Introduction by PPM Staff, Training Tips by Brandon Stapanowich
In July 2021, we posted "Training Tips by Brandon Stapanowich," a blog post focused on tips for physical and mental preparedness for the Pikes Peak Ascent and Marathon. If you read that post, you may recall that Brandon Stapanowich has quite the mountain trail running resume. In fact, here are the Stap Stats we posted last year:
4:36 Pikes Peak Marathoner
Competed in the Barkley Marathons
Completed Nolan's 14 in under 60 hours
Fastest self-supported time on Colorado Trail westbound
3rd place at Hurt 100
3rd place at Whistler Alpine Meadows 100
5th place at Run Rabbit Run 100
6th place at Hard Rock 100
12th place at Western States
Invented 24 hours of the Incline: 22 ascents and descents for 44,000 feet gain/loss
If that isn't enough, Brandon has been at it again, building his resume and creating more impressive stats. On June 7, 2022, Brandon set out to run the 1,175-mile Mountains-to-Sea Trail in North Carolina, which meanders across the entire state. Not only did Brandon take on this huge challenge, he set a goal of completing it in the fastest known time (FKT). And 23 days, 13 hours, and 28 minutes after he began this adventure, Brandon set the official FKT of the Mountains- to-Sea Trail. This epic journey was supported by his wife, Melissa, one year old son, Felix, and his family and friends. You can read more about the MST and Brandon's background in his blog post. You can also hear more about Brandon's journey on August 25 at The Colorado Running Company.
Here in Colorado, Brandon is quite a local legend. With the Pikes Peak Ascent and Marathon getting closer by the day, we'd like to revisit Brandon's evergreen training tips - we're sure you can find something here to help you prep for the Peak!

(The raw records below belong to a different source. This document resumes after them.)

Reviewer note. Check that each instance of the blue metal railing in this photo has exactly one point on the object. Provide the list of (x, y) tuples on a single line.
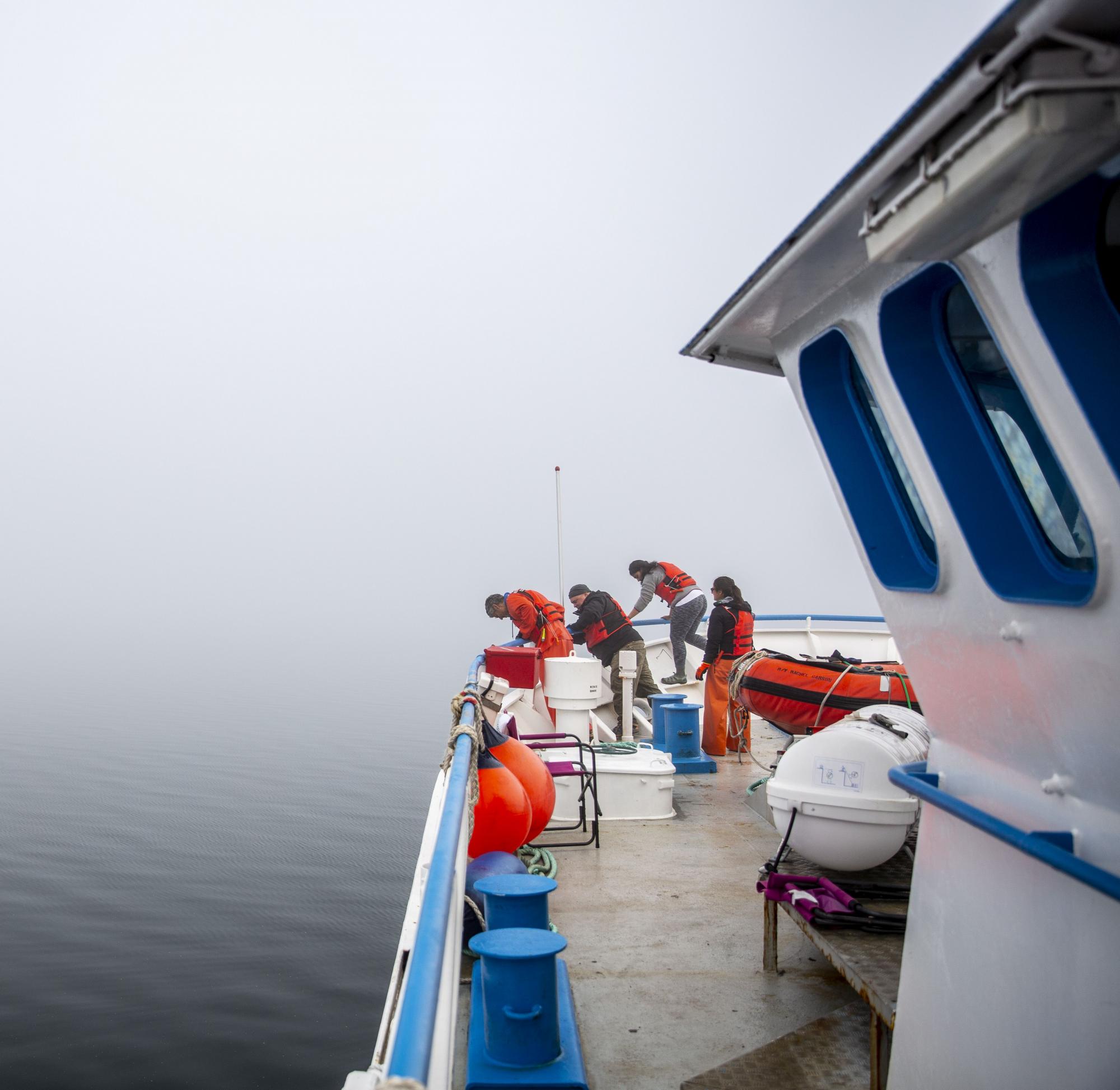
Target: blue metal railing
[(1052, 849), (416, 1024), (789, 617)]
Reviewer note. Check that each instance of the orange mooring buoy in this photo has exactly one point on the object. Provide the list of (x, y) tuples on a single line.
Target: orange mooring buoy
[(503, 813), (531, 771)]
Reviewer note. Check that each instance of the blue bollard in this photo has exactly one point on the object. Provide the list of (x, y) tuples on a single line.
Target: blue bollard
[(659, 703), (683, 740), (519, 987), (516, 900)]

Training Tips from Brandon -
With the passing of the longest day of the year, we are now officially in the summer season. This means that the Pikes Peak Ascent and Marathon are now less than 2 months away! I’m betting many of you are ramping up for the burliest parts of your training and, while I hold no running coach certifications, living and adventuring around Manitou Springs has taught me a thing or two about how to have a fulfilling experience on America’s Mountain. Below are some tips that come to mind:
What’s in your legs:
-In training, you want to simulate race conditions as closely as you can, particularly as you get closer to the event. Ideally you’ll be able to incorporate uphill running on your long runs, but don’t forget about shorter hill repeats (3-5 minutes).
-If you don’t have hills nearby, you may consider trying to find stadium stairs or a treadmill. If none of those are an option, get creative by including speed work which will help you recruit additional muscle fibers, an outcome that is similar to that produced by uphill running. Doing a higher intensity workout for say 5 repetitions of 3-5 minutes will make that grind up the W’s a little less tiresome.

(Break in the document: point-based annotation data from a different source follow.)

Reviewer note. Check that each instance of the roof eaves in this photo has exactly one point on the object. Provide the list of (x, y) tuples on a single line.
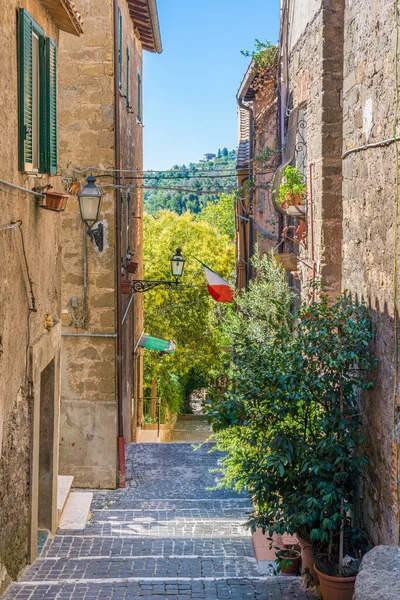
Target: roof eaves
[(65, 15)]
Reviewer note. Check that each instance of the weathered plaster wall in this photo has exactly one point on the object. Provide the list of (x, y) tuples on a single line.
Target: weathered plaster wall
[(21, 331), (264, 212), (89, 397), (368, 233), (315, 81), (300, 15)]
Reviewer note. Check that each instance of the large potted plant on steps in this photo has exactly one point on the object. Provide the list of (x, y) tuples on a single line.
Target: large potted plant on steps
[(335, 338)]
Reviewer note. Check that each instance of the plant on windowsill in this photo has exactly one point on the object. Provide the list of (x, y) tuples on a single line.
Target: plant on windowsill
[(288, 422), (292, 192), (55, 201)]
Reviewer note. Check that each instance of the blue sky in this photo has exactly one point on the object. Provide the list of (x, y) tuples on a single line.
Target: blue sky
[(190, 89)]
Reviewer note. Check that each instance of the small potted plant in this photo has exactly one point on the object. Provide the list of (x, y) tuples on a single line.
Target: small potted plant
[(288, 559), (292, 191), (132, 267), (55, 201), (126, 286)]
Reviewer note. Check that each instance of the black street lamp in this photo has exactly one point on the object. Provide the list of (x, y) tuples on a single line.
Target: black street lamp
[(90, 204), (177, 265)]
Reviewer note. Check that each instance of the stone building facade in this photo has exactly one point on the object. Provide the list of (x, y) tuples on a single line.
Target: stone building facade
[(257, 221), (101, 365), (337, 67), (30, 276)]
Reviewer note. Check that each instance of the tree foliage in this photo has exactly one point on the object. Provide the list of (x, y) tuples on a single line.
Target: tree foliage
[(185, 314), (288, 421), (221, 214)]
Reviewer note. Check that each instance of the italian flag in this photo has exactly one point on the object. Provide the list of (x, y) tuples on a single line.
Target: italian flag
[(218, 288)]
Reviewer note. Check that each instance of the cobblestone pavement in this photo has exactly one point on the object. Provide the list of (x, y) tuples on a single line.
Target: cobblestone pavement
[(165, 537)]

-Don’t underestimate the power of a power hike. The vast majority of runners will be hiking at some point in the race, most likely above treeline. If you’ve practiced “walking with a purpose” in training, you’ll feel confident with doing it on race day. You can structure your power hike intervals just like running intervals and experiment with arm swing or placing your hands on your thighs to find a technique that suits you best.
What’s in your pack:
-Aid stations will have fluids and calories available, but if you’re interested in shaving some minutes off your time, use aid station resources as a supplement to what you can carry.
-I typically aim for consuming 200 calories and 20 ounces of fluid an hour. Gels and chews can be easily consumed on the go, but for some, real food like bits of a granola bar work better. Either way, you want to be periodically sipping and snacking throughout the race rather than guzzling and gorging.
-Running packs, handheld bottles, and waist packs come in a number of different varieties, each with their own pros and cons. Try different systems to see what works best for you, but whatever you choose, be sure it practice with it in training. That way, when you reach in that front left pocket, you’ll know with 100% certainty that you’ll be pulling out a gel and won’t spend any extra mental resources thinking about where it is.
What’s in your head:
-Limit the impact of the unknowns by studying the available information regarding the course, aid stations, and weather forecast.
-Rehearse in your head how you’ll respond when things are going as planned or even better than planned. Then rehearse how you’ll respond when things don’t go as planned and how you’ll recover.
-On race day, don’t over-think. Sometimes that’s easier said than done, but if you stay present and aware of your surroundings, and how you’re feeling, you’ll be more likely to make productive decisions when needed.
One training workout will neither “make” or “break” the race. So as you continue to prepare, focus most on building consistent running throughout the weeks and months leading up to the race. In my eyes, the ultimate goal of racing is to have the most fun. Sometimes that means achieving a specific time or place goal, and sometimes it doesn’t. That’s up to you to define!